We assessed the quality of the evidence for our primary outcomes according to the Grading of the Recommendations Assessment, Development and Evaluation (GRADE) system using GRADEpro GDT42,43. The GRADE system assesses the risk of bias (study limitations), imprecision, inconsistency, indirectness of the study results, and publication bias (classifying each as high, moderate, low, or very low) across the body of evidence to derive an overall summary of the quality of the evidence.

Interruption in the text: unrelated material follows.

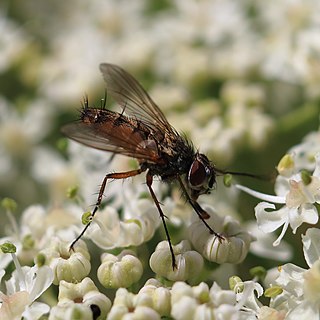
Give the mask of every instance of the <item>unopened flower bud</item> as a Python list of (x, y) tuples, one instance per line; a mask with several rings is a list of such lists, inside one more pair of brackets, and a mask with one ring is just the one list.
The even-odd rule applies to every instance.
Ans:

Data synthesis and analysis

All statistical analyses were performed using StataMP statistical software (version 14, Stata Co. College Station, TX, United States). Meta-analysis was undertaken where data were abundant. Where data were available, we calculated the odds ratio (OR) with 95% confidence intervals (CI) for each outcome in each study, and synthesized the outcomes using a random model. We chose the random effects model over the fixed effects model because we anticipated that there would be substantial clinical and methodological heterogeneity. We evaluated the statistical heterogeneity of the expression values between the studies using the χ2 test. Statistical heterogeneity was also tested by I 2, with an I 2 < 25% indicating low heterogeneity44, and we also defined the heterogeneity of I 2 > 50% as moderate and >75% as substantial. We defined studies reporting multiple comparators as sub-studies (mark as a/b) to avoid double counting and mistreating the data. Publication bias was measured with funnel plots, Begg’s test and Egger’s test, and a two-tailed value of P = 0.05 was considered significant for the latter two tests.

Patient involvement

No patients were involved in setting the research question or the outcome measures, nor were they involved in developing plans for the design or implementation of the study. No patients were asked to advise on interpretation or writing up of results. There are no plans to disseminate the results of the research to study participants or the relevant patient community.